Ale maly czlowiek nie moze tylko 'wegetowac' w mentalnej izolacji,
na miare swoich malych: umiejetnosci i zrozumienia - powinien sie
takze rozwijac i dobrze jest wg mnie jesli opiekunowie (rodzice)
dostarczaja mu odpowiedniej jakosci, [koniecznie] naturalnej
(tzn niewydumanej) stymulacji ku temu, w tym takze emocjonalnej.

Gdyby jakiekolwiek zaangazowanie emocjonalne dziecka bylo "fuj",
to z czasem prawdopodobnie staloby sie ono jakims niewyksztalconym
emocjonalnym 'analfabeta', a chyba nie temu maja sluzyc relacje
dziecka z jego opiekunami (i jego wczesne interakcje z otoczeniem).

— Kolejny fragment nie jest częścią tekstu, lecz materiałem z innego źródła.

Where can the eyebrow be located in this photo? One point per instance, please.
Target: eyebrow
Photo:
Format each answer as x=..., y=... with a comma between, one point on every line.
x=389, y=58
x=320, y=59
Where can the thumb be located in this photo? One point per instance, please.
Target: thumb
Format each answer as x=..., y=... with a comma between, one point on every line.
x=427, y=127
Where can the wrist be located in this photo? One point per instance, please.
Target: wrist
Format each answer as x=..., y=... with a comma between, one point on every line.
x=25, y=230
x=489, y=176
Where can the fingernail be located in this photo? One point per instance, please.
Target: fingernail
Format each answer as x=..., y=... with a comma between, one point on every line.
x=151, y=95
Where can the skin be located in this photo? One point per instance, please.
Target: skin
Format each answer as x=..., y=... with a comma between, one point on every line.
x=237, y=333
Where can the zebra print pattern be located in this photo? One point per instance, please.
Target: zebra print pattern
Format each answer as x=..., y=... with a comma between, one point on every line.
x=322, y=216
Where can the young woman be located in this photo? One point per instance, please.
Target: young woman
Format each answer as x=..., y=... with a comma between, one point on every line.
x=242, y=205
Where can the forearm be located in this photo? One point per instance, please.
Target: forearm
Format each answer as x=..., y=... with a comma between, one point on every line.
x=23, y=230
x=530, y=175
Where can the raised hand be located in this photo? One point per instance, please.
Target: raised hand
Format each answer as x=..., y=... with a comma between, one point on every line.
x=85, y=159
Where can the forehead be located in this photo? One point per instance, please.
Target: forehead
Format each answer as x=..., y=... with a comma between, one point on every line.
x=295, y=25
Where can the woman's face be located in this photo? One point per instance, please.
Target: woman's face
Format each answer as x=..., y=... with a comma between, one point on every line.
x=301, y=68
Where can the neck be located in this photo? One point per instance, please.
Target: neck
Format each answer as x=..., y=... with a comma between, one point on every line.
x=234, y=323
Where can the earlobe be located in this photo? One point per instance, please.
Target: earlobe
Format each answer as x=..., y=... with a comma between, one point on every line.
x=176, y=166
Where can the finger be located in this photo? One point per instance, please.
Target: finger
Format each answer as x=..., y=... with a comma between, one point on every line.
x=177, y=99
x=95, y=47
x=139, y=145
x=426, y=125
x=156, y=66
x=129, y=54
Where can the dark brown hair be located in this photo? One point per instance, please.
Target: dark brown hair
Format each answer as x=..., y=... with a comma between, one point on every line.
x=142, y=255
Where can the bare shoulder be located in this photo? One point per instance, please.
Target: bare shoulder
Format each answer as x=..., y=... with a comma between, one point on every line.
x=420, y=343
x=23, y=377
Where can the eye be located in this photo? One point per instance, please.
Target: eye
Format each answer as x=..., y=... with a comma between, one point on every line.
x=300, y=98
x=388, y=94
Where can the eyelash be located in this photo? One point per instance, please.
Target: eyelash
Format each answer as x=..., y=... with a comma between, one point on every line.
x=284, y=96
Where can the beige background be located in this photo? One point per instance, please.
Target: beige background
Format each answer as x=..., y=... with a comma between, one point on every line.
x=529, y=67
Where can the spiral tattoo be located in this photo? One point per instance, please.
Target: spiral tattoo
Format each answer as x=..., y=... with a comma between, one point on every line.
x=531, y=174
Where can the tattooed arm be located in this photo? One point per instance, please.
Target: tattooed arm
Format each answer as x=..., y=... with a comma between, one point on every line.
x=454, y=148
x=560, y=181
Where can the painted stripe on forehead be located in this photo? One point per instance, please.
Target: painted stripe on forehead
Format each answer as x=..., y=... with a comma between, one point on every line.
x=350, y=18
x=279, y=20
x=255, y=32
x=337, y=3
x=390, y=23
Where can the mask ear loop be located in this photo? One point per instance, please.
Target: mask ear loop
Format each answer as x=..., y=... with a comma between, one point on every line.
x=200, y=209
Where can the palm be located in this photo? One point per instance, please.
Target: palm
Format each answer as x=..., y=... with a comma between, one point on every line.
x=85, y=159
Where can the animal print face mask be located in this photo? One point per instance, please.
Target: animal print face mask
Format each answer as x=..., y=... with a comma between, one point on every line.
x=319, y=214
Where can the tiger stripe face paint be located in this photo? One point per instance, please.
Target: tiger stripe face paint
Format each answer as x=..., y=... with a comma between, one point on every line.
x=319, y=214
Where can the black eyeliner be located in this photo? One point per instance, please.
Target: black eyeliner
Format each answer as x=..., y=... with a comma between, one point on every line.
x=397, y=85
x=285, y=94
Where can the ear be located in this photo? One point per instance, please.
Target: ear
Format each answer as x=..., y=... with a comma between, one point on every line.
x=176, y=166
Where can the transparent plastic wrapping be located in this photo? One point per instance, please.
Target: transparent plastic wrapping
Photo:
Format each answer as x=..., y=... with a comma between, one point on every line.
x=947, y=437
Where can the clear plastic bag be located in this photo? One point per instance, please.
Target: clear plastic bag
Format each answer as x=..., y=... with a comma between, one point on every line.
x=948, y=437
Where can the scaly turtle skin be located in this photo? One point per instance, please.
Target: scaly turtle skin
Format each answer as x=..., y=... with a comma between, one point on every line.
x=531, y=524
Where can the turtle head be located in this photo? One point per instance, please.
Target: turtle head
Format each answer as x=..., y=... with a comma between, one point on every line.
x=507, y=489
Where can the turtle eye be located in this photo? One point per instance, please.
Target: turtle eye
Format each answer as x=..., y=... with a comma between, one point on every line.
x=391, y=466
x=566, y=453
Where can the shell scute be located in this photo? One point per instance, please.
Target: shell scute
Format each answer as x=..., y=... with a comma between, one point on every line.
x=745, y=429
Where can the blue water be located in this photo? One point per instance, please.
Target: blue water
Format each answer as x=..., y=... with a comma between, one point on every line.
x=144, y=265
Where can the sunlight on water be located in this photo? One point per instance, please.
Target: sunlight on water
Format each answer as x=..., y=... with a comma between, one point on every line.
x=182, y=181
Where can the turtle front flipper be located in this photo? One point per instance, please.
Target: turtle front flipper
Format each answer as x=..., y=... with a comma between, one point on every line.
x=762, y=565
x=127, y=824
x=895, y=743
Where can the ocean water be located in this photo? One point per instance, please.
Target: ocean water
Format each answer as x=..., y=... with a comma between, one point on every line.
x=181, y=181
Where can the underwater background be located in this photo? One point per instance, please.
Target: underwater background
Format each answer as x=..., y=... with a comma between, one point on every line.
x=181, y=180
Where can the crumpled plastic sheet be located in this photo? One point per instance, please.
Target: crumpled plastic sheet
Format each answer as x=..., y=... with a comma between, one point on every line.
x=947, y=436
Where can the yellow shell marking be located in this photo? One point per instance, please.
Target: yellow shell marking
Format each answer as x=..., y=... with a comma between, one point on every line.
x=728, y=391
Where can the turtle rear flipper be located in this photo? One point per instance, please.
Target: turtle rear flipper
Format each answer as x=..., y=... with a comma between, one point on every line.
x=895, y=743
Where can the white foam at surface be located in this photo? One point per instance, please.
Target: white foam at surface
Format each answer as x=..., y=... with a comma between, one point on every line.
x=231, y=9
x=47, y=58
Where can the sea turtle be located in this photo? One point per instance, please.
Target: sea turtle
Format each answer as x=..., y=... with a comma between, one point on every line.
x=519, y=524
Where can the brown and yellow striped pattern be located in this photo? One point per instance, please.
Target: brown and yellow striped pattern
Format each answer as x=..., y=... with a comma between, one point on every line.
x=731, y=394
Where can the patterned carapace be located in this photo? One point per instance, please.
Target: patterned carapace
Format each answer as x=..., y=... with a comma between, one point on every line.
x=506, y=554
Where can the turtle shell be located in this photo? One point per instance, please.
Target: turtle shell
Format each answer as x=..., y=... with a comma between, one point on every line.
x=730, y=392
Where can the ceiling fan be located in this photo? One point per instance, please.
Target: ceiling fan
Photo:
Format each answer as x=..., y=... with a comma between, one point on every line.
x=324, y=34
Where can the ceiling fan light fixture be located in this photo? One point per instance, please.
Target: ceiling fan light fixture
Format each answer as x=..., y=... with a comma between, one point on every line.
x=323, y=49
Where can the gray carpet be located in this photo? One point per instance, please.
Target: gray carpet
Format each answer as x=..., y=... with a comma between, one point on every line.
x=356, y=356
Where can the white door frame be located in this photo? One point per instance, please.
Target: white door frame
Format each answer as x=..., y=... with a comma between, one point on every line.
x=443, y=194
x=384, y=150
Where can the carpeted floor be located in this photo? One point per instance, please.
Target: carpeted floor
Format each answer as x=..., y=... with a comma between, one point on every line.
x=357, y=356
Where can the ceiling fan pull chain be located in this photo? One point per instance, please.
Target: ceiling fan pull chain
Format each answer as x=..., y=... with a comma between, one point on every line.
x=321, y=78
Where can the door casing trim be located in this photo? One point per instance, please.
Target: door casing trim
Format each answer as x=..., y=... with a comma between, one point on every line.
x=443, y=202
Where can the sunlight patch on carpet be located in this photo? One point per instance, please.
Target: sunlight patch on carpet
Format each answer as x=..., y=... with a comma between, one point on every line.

Swiadomosc jest czyms fundamentalnym juz dla malego dziecka
- dosc powiedziec ze wrodzona ciekawosc dziecka i niekiedy dociekliwosc
jest zorientowana na rozwiklywanie zagadek i poszukiwania odpowiedzi
na interesujace go kwestie, a to wlasnie stopniowo buduje jego
swiadomosc.
Wejscie w ten proces nieodpowiedzialnego opiekuna z opowiesciami
"od czapy" powinno miec skutki wylacznie "od czapy" - tak cos
podejrzewam... :)
choc nie wiem tego na 100%. ;)

W kazdym razie niezrozumiale wydaje mi sie iz niektorzy rodzice,
poprzez nieopowiedzialne zabiegi wychowawcze, stawiaja swoje
pociechy na odleglej pozycji w stosunku do ich rowiesnikow, ktorych
dzieki temu beda one niejako zmuszone mentalnie ze tak powiem
'gonic' wypierajac ze swiadomosci smieci w postaci protez informacyjnych
z zalosnie dumnym napisem "powered by mama" badz "powered by tata"
(ew. nie daj Boze "powered by mama & tata")... chlip... chlip... ;(

--
Czarek

› Pokaż wiadomość z nagłówkami


1. Data: 2004-09-08 14:04:01

Temat: Re: uswiadamianie vs dezinformacja
Od: "cbnet" <c...@n...pl> szukaj wiadomości tego autora

> ... beda one niejako zmuszone mentalnie ze tak powiem 'gonic'

... albo wrecz dramatycznie odstawac, skrywajac sie na prozno
w mrokach uposledzonej 'madrosci'... ;(

--
Czarek

› Pokaż wiadomość z nagłówkami


1. Data: 2004-09-08 14:50:32

Temat: Re: uswiadamianie vs dezinformacja
Od: Marek Krużel <h...@g...pl> szukaj wiadomości tego autora

Wed, 08 Sep 2004 09:12:23 +0000 select s:

>> eufeministka? ;)
>>
> neologizm czy delikatne zapytanie o feminizm? ;]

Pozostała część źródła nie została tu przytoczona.